Foreign claims and other potential exposures (Trillions of U.S. dollars), 2005-2016
So, where does this leave us? To which of the financial trilemma’s long-run equilibria are we headed? Will we go to one that preserves or further expands the already high level of integration? Or, will we go to one in which regulators and intermediaries withdraw further behind national boundaries to ensure stability? Or, will we maintain a worrisome, unstable mix—like the current one—where the imbalance of advanced international integration and national regulation leaves us vulnerable to further financial disruptions arising both domestically and abroad?
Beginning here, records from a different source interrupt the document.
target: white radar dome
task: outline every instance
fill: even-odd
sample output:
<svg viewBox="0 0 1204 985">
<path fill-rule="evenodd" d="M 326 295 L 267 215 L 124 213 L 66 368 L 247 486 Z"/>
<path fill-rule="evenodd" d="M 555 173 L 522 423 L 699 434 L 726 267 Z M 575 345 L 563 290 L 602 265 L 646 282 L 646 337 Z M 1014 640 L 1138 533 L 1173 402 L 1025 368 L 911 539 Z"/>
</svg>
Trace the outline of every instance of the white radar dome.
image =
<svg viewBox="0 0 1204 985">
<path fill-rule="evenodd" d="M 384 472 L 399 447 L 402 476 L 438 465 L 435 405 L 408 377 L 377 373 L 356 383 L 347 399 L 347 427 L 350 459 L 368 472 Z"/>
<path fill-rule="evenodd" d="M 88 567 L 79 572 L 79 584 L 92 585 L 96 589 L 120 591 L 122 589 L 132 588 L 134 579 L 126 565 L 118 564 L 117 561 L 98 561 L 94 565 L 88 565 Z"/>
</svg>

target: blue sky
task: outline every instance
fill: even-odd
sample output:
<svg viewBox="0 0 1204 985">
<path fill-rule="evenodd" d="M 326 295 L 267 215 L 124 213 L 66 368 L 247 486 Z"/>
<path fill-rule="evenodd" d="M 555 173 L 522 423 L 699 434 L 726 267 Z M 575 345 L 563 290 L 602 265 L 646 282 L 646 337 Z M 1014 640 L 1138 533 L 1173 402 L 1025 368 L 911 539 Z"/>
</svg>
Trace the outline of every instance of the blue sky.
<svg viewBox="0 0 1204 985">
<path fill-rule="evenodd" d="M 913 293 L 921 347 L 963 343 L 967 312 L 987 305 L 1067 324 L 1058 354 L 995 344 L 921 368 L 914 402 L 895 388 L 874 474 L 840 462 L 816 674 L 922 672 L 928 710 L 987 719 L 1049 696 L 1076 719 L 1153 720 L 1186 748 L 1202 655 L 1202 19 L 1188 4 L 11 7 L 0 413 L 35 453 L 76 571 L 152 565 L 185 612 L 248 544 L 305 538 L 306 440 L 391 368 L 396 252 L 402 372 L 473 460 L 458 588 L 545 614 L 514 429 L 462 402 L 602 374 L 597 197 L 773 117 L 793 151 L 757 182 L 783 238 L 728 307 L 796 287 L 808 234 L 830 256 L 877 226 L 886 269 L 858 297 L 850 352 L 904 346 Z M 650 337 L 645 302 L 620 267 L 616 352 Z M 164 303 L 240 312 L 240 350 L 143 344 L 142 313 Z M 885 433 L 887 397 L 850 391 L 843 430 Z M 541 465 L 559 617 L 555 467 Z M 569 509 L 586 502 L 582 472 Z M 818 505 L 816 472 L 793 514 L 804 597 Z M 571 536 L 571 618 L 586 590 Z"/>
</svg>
Here, the signals are mixed. On the positive side, acting through international standard-setting bodies like the Basel Committee on Banking Supervision (BCBS) and the Financial Stability Board (FSB), in the decade since the financial crisis began, national regulators have cooperated to elevate the capital and liquidity standards for the largest, cross-border players—the global systemically important banks (G-SIBs). They have also made considerable progress in identifying and measuring shadow banking activity (see the latest FSB report). At the same time, the falling cost of cross-border transactions—supported by rapid technological gains—is motivating financial firms to seek business opportunities in any jurisdiction where they can find them. Finally, within the euro area, policymakers have made some progress toward a banking union (albeit, without a common deposit insurance scheme and adequate resolution funding).
Nonetheless, as we have argued in the past, the danger of financial fragmentation persists. Regulators cannot be confident that the capital, liquidity, and resolution arrangements in place today are sufficient to prevent another crisis. And, because problems can spread rapidly across borders in an integrated world, the financial trilemma tells us that national regulators must care deeply about the resilience of others’ financial systems. They also need to know if innovations elsewhere will allow firms to circumvent common rules. Consequently, greater cooperation and information sharing will almost surely be needed just to maintain the status quo of high integration.
Considering its long-run benefits, we hope that the financial trilemma will be resolved in favor of more, not less, financial integration. But, if coordination turns out to be inadequate, or if the relevant information about other jurisdictions proves difficult to verify, then the instinct will be to retreat. We are already starting to see this withdrawal as authorities require that otherwise global firms ring-fence their assets, capital and liquidity inside national borders. Should that continue, it would be a sadly inefficient way to resolve Mervyn King’s paradox.